Evolutionary economist Robert Frank argues that love is a solution to the problem of commitment. If a partner chooses you for rational reasons, he or she might leave you for the same rational reasons, finding someone slightly more desirable on all of the "rational" criteria. This creates a commitment problem: how can you be sure that a person will stick with you? If your partner is blinded by an uncontrollable love that cannot be helped and cannot be chosen, a love for only you and no other, then commitment will not waver.
It is likely that the causal arrow also runs in reverse. Love may be the psychological reward we experience when the problem of commitment is successfully being solved. It is a mind-body opium that signals that the adaptive problems of mate selection, sexual congress, devotion and loyalty have met with triumph. The scientific explanation is that evolution has installed in the human brain reward mechanisms that keep us performing activities that lead to successful reproduction. The down side is that the drug wears off. Some get on a hedonic treadmill, chasing the high that accompanies love. Repeating successful mating with fresh partners brings back the buzz, but perhaps never to its former level.
Love may be a solution to the commitment problem or an intoxicating reward for successfully solving it, or both. But there is no question that love is an emotion intimately linked with commitment.

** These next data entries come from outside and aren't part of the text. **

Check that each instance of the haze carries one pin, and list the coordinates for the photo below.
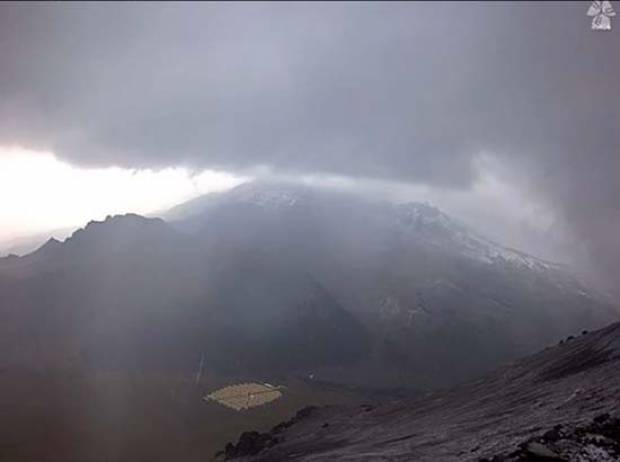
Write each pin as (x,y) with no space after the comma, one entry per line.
(394,93)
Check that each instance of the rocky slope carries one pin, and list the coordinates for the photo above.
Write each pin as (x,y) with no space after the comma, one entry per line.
(560,404)
(281,279)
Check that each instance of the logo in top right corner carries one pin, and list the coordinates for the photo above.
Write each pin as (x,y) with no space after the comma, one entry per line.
(601,12)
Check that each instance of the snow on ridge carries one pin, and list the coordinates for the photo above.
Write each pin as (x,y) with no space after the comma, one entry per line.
(267,197)
(437,227)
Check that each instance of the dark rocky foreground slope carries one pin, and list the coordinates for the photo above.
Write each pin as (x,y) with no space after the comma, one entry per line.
(560,404)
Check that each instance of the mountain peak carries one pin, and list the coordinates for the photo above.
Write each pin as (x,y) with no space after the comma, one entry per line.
(269,194)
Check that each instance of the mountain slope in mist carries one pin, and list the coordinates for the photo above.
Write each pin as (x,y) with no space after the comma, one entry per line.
(285,279)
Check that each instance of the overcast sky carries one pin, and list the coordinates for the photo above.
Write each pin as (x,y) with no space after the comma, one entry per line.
(505,114)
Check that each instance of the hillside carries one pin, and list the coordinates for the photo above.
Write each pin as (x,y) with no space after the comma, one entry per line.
(560,404)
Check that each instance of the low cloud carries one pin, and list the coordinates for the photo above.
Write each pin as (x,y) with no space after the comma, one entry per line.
(394,92)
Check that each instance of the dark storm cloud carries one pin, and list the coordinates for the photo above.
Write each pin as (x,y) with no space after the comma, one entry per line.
(411,92)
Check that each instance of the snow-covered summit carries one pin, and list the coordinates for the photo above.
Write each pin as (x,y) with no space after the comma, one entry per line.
(432,225)
(268,195)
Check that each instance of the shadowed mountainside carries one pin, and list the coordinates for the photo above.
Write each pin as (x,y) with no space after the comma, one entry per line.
(560,404)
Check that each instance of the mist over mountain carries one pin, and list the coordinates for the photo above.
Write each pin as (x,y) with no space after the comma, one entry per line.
(281,278)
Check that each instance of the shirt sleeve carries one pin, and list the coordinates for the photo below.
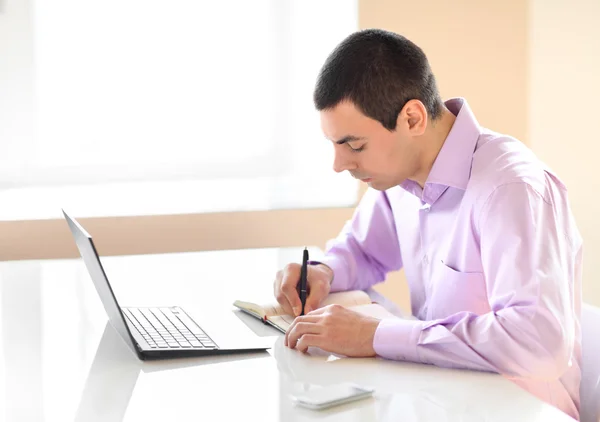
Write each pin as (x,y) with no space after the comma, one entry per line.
(366,248)
(530,251)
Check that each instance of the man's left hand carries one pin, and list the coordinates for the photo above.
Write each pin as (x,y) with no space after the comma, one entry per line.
(334,329)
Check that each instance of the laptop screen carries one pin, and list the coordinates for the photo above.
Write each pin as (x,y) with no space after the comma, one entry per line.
(91,259)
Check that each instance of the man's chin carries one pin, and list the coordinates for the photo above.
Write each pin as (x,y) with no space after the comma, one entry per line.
(374,184)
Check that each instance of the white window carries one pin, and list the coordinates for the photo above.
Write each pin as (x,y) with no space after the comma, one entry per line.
(136,106)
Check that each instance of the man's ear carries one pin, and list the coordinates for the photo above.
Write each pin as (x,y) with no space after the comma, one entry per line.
(413,118)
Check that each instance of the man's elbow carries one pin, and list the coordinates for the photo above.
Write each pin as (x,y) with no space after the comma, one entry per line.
(547,363)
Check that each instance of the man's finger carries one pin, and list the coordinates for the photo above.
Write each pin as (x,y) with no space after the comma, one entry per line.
(315,296)
(311,340)
(306,318)
(291,276)
(300,329)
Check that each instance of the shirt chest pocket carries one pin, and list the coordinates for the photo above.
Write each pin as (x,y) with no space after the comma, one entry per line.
(452,291)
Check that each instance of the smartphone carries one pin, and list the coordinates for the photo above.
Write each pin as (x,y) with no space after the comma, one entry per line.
(323,397)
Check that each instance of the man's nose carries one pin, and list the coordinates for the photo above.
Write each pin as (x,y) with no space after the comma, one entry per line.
(341,164)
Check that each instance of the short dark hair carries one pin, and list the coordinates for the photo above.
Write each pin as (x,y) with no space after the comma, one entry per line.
(379,71)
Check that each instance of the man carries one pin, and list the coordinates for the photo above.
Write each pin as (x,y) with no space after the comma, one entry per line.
(481,227)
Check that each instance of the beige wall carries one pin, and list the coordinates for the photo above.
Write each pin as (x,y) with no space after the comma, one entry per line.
(564,90)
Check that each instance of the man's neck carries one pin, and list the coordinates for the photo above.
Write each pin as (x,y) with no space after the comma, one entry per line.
(433,140)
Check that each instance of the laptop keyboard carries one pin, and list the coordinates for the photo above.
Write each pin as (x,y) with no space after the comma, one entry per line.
(163,328)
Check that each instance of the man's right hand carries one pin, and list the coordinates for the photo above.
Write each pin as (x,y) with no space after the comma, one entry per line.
(319,279)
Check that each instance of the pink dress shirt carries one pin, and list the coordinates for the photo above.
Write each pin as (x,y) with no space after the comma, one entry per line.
(492,256)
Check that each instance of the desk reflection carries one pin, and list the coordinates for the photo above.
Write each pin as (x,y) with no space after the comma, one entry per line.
(114,373)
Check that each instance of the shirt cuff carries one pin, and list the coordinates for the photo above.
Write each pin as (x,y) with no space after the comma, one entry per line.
(340,273)
(397,339)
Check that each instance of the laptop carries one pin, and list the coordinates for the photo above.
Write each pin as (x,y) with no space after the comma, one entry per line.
(161,332)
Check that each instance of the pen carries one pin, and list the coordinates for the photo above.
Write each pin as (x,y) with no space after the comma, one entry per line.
(303,281)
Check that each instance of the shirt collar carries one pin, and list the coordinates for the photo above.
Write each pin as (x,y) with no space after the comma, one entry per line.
(452,167)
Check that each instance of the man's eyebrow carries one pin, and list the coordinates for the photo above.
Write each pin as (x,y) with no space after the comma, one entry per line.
(349,138)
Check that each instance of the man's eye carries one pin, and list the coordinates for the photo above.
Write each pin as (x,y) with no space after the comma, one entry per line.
(359,149)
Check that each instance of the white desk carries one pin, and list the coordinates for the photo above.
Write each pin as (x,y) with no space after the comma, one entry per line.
(61,361)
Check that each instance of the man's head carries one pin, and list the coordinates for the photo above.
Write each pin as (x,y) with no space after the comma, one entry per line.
(377,96)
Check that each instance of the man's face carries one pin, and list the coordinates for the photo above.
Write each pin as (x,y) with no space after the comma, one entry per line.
(367,150)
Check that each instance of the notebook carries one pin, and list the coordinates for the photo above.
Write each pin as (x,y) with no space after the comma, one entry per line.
(273,314)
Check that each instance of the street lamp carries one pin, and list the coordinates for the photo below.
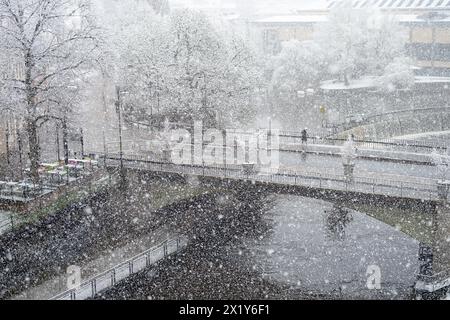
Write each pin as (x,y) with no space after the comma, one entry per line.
(119,94)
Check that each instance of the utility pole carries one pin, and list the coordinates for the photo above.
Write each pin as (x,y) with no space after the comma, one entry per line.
(8,159)
(19,142)
(58,151)
(82,143)
(119,117)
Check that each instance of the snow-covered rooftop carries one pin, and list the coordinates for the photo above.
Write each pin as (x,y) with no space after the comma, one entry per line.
(294,19)
(316,18)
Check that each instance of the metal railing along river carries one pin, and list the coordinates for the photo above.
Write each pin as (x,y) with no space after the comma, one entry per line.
(89,289)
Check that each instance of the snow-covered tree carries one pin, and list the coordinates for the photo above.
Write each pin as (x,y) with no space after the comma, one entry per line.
(186,67)
(52,40)
(362,42)
(299,65)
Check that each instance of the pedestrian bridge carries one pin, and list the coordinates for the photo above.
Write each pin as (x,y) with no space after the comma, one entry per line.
(405,187)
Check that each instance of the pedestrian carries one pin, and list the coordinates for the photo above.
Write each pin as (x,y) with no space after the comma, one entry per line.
(304,136)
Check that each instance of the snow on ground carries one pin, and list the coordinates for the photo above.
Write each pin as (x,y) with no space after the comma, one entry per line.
(416,136)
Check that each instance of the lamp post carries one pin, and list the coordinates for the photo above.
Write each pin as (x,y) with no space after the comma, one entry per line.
(82,143)
(19,142)
(119,94)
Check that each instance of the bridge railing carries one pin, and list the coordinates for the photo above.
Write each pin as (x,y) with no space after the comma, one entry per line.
(409,187)
(383,144)
(109,278)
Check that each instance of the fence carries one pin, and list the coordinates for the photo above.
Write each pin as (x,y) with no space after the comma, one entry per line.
(408,187)
(107,279)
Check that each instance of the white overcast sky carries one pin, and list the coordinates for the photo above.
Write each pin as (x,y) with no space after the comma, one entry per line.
(257,3)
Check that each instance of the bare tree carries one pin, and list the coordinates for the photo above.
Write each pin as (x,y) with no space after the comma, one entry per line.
(52,40)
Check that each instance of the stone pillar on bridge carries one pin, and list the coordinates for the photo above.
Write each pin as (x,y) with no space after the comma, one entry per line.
(434,277)
(441,246)
(349,169)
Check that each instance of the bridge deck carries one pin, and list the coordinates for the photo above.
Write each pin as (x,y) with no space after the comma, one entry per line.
(401,187)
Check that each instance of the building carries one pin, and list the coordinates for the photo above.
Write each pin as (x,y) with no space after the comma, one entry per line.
(427,21)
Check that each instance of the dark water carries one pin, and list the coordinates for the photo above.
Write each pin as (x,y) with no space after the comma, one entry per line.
(279,247)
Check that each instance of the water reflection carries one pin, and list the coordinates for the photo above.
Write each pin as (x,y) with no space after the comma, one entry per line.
(281,247)
(320,247)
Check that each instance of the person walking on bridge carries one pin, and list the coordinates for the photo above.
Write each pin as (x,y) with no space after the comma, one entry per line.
(304,136)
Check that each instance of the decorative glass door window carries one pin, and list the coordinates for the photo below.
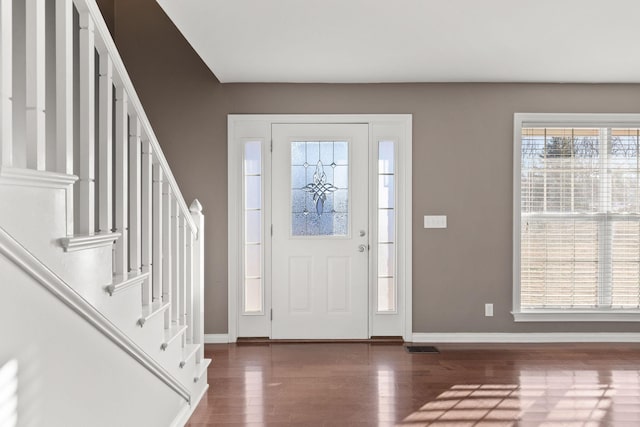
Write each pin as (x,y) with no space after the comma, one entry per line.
(319,188)
(386,227)
(253,289)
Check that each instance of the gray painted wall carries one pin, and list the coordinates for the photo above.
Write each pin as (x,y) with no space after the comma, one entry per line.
(462,162)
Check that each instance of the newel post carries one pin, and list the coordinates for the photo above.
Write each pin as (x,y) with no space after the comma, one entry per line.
(198,279)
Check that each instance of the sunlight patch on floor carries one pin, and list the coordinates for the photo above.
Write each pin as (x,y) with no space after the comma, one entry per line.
(547,398)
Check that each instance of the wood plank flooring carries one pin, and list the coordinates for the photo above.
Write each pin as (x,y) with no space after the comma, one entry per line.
(361,384)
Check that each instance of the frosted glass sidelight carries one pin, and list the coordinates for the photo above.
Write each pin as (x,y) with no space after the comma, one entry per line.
(253,291)
(253,157)
(319,188)
(386,225)
(386,191)
(386,294)
(253,226)
(385,157)
(252,260)
(386,260)
(253,192)
(253,295)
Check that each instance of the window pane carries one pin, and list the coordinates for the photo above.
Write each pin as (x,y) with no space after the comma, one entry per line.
(580,226)
(386,196)
(386,157)
(253,226)
(253,292)
(625,265)
(386,260)
(386,225)
(386,294)
(253,192)
(320,188)
(559,264)
(252,157)
(253,258)
(253,295)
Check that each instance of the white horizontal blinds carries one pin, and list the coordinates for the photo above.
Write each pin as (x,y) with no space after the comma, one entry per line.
(253,283)
(579,218)
(387,288)
(624,218)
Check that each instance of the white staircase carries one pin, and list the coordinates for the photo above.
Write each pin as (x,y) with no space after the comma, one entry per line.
(89,208)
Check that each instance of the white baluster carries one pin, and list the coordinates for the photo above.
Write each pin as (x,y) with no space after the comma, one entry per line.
(135,188)
(146,229)
(6,83)
(105,143)
(35,89)
(64,97)
(183,271)
(189,285)
(198,279)
(158,215)
(121,182)
(64,86)
(167,249)
(86,216)
(175,265)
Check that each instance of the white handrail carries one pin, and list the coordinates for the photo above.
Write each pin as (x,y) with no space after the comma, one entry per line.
(122,77)
(17,254)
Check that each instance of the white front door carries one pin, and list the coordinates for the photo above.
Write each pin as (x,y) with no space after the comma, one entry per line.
(320,231)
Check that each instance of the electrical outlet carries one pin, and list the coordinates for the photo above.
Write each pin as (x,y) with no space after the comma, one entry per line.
(488,310)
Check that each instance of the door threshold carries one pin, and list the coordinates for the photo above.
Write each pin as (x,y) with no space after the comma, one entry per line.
(372,340)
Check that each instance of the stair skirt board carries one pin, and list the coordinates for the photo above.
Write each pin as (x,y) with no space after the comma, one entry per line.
(216,338)
(22,258)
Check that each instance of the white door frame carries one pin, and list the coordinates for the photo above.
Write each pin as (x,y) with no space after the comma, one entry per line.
(242,128)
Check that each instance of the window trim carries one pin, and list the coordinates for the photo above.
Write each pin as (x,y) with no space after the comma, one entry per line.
(556,120)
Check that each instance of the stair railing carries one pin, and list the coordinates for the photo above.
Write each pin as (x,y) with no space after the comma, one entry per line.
(68,110)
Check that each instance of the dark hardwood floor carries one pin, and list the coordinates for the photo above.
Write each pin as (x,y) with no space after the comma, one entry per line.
(361,384)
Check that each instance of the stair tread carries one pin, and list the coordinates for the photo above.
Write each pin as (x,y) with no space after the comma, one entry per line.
(150,310)
(173,332)
(188,351)
(201,368)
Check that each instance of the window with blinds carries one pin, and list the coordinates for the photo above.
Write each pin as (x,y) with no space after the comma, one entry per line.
(579,218)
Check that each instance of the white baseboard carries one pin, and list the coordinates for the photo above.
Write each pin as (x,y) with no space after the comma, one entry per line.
(188,410)
(216,338)
(531,337)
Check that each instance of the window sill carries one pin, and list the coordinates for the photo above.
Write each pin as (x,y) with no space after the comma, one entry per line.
(577,316)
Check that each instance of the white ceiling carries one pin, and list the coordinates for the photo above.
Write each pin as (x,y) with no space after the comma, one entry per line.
(365,41)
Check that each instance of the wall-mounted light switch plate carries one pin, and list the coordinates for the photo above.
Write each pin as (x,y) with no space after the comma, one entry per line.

In my studies of 115 different actions that signal whether a person is truly in love, acts of commitment topped the list, such as talking about marriage or expressing a desire to raise a family. The most salient acts of love signal the commitment of sexual, economic, emotional and genetic resources to one person.
Unfortunately that is not the end of the evolutionary story. Once desire for love exists, it can be manipulated. Men deceive women about the depth of their loving feelings to gain short-term sexual access. Women, in turn, have co-evolved defences against being sexually exploited, for example, by imposing a longer courtship process prior to consenting to sex, attempting to detect deception and evolving superior ability to decode non-verbal signals.
Another problem is that people fall out of love as crushingly as they fall in it. We cannot predict with certainty who will fall out of love, but recent studies provide some clues. Just as the fulfilment of desire looms large when falling in love, violations of desire portend conflict. A man chosen in part for his kindness and drive may get dumped when he turns cruel and lazy. A woman chosen in part for her youth and beauty may lose out when a newer model beckons her partner.
Then we must consider the harsh metric of the mating market. Consider an entry-level professional couple. If the woman's career skyrockets and the man gets fired, it puts a strain on both because their market values now differ. To the woman, a "nine" who was previously out of reach now becomes available. In the evolutionary jungle of mating, we may admire a woman who stands by her loser husband. But those who do are not like our ancestors. Modern humans descended from those who traded up when the increment was sufficient to outweigh the manifold costs people experience as a consequence of breaking up.
Falling out of love has many dark sides. The crash can be physically dangerous for women and psychologically traumatic for both sexes. Men who get rejected by the woman with whom they are in love often abuse them emotionally and sometimes physically. In our recent studies, we found that an alarming number of men who are unceremoniously dumped begin to have homicidal fantasies. Just as evolution has installed reward mechanisms that flood us with pleasure when we successfully mate, it may have also equipped us with mechanisms that deliver psychological pain when we experience mating failure.
David M. Buss is professor of psychology at the University of Texas.